Owing to his entrusted status, the young Yale-educated mechanic found himself with a considerable amount of spare time on his hands. He amused himself and his host by constructing a cotton gin. A revolving, wire-studded cylinder brushed against a screen pulling cotton fibers through the screen’s slats, but leaving the seeds, too large to pass, behind. When the wires became clogged with clean cotton, a second set of cylinders equipped with brushes freed the wires from the accumulation of lint.

PASS THE GIN. Cotton is ordained King. The south rises and falls and then rises again. But do not look for parallels just yet, gentle reader, for this soul train has not come to a complete stop. We must also note the carriage of King Cotton’s court lest there be a secret message for us in their peculiar deportment. For these were po’ or’nary folk suddenly rewarded with the fabulous sum of a million (crucified black) bodies’ labor. Even a dog has an excuse for planting a bone and these folk were in desperate search of just that: a holy order, a reason, a technique and a logic. Could their fabulously theatrical (i.e., simulated) wealth, based, in large part, on the relative classlessness of the invisible servants who were worked to anonymous deaths in the back fields, have some degree of significance in deciphering this particular bend of the Southern Spirit?

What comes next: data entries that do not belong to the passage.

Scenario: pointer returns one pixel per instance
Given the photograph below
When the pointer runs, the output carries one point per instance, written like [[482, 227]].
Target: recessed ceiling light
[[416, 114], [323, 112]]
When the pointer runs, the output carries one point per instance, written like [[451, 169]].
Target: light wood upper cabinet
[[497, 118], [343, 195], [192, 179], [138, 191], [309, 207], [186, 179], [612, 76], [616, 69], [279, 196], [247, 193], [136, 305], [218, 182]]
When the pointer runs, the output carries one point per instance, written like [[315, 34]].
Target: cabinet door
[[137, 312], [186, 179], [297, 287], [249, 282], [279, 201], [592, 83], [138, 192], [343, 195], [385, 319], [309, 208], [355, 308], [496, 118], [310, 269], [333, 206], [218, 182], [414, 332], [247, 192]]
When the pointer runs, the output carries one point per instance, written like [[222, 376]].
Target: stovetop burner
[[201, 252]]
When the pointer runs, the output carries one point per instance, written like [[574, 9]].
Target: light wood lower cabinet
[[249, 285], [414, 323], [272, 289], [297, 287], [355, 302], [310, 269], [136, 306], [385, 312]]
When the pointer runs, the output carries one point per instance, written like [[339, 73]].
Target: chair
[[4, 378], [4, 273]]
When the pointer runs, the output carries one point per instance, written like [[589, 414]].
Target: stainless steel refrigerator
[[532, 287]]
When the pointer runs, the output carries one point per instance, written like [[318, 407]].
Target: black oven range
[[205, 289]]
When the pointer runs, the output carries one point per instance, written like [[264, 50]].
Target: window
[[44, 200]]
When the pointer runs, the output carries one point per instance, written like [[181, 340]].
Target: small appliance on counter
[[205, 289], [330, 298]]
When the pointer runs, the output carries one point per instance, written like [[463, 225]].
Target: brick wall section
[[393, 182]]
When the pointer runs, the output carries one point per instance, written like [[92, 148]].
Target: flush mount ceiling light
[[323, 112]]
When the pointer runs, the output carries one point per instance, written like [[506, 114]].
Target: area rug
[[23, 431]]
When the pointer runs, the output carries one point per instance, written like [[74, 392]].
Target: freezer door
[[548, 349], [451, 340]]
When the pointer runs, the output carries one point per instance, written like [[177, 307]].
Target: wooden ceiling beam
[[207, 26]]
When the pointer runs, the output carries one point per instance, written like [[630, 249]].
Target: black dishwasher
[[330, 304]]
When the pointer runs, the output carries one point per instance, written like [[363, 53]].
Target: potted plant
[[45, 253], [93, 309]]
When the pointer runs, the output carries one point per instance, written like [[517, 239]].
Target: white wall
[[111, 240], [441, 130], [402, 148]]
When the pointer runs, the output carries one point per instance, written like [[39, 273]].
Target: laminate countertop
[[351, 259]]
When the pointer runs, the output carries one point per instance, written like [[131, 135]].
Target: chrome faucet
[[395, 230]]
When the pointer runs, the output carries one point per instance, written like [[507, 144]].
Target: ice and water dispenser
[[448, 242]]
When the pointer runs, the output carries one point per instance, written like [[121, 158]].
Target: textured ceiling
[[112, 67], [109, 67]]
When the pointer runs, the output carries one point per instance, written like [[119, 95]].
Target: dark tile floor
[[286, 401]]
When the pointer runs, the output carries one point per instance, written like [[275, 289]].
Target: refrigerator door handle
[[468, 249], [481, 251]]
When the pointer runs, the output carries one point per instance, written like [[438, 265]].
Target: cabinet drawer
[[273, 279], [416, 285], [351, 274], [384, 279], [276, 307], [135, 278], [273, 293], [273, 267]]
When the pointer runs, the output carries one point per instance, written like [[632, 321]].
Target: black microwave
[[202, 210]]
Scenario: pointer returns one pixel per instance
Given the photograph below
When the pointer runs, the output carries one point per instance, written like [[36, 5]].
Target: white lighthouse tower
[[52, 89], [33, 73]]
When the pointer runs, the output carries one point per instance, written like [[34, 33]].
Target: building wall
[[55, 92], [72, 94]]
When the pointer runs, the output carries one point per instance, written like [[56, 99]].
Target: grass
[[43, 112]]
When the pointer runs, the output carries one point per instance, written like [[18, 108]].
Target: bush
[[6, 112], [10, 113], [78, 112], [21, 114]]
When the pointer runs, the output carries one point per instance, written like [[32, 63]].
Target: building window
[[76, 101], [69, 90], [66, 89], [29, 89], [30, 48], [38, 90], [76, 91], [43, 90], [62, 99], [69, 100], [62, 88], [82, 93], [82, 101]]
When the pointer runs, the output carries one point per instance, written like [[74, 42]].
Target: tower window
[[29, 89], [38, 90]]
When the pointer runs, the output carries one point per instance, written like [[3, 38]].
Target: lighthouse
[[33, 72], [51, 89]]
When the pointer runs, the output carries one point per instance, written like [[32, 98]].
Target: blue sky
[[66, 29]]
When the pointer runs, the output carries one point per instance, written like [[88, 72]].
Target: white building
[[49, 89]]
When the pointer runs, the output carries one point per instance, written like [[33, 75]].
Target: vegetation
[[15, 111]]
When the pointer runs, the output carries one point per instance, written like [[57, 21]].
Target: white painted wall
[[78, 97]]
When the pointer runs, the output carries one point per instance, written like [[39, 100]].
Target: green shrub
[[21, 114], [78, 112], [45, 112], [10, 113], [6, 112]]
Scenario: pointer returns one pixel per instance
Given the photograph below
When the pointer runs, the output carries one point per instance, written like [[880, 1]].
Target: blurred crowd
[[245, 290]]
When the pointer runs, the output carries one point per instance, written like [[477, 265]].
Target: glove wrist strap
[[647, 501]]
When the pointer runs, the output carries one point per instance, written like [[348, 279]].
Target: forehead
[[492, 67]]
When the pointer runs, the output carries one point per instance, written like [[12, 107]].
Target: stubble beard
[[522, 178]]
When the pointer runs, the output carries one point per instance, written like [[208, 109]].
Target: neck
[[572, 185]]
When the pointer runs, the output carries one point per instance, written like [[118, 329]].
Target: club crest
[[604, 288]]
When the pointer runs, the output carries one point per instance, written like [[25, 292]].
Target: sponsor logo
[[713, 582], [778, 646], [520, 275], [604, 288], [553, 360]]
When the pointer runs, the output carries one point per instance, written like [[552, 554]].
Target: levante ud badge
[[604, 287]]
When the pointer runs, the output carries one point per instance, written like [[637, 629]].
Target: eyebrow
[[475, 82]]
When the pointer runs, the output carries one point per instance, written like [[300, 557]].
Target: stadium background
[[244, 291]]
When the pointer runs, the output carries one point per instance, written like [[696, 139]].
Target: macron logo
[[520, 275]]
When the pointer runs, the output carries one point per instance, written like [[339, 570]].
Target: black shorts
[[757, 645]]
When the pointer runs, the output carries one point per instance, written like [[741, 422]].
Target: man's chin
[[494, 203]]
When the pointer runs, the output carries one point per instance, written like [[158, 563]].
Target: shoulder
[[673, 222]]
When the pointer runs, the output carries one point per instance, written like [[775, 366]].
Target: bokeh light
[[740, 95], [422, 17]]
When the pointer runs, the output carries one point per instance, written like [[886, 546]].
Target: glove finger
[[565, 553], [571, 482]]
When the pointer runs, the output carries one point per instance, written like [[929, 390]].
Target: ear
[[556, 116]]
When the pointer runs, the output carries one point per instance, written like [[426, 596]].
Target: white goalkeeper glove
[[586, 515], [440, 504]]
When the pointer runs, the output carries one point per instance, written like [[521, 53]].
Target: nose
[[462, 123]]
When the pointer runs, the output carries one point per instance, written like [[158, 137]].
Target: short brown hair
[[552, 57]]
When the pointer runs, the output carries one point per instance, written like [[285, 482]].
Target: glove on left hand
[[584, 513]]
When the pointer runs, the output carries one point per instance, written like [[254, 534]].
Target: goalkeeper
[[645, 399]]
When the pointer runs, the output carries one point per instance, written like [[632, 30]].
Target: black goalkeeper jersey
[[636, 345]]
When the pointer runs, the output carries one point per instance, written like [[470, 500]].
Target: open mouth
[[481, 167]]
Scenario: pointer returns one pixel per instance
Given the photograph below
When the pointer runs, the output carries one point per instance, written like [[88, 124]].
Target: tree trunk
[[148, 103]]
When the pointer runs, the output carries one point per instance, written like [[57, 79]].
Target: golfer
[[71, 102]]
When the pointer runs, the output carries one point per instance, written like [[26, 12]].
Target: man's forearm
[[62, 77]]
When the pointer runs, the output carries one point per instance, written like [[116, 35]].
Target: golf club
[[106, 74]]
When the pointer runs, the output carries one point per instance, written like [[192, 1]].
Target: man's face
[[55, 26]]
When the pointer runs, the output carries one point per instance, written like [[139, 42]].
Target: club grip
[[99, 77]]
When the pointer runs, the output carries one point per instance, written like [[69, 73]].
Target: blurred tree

Yes and no. Status symbols alone will not keep a man-made society running, well-oiled and in tip-top condition. For lasting Control and Focus, one requires the services of a machine. Only a machine such as the Cotton Gin could have rendered both permanent and transparent the ruthlessly arbitrary authority of the plantation owners; transferring the unbearable weight of a savage, inhuman slavery atop the silent, iron shoulders of Technology.

Technology to this day remains the plantation owner’s mute heir, the (web) master’s automatic salvation and ultimate, if forever klandestine, justification.

And that’s the way it happened folks. Let us go forth and witness this history lest we all be led unwittingly to repeat it.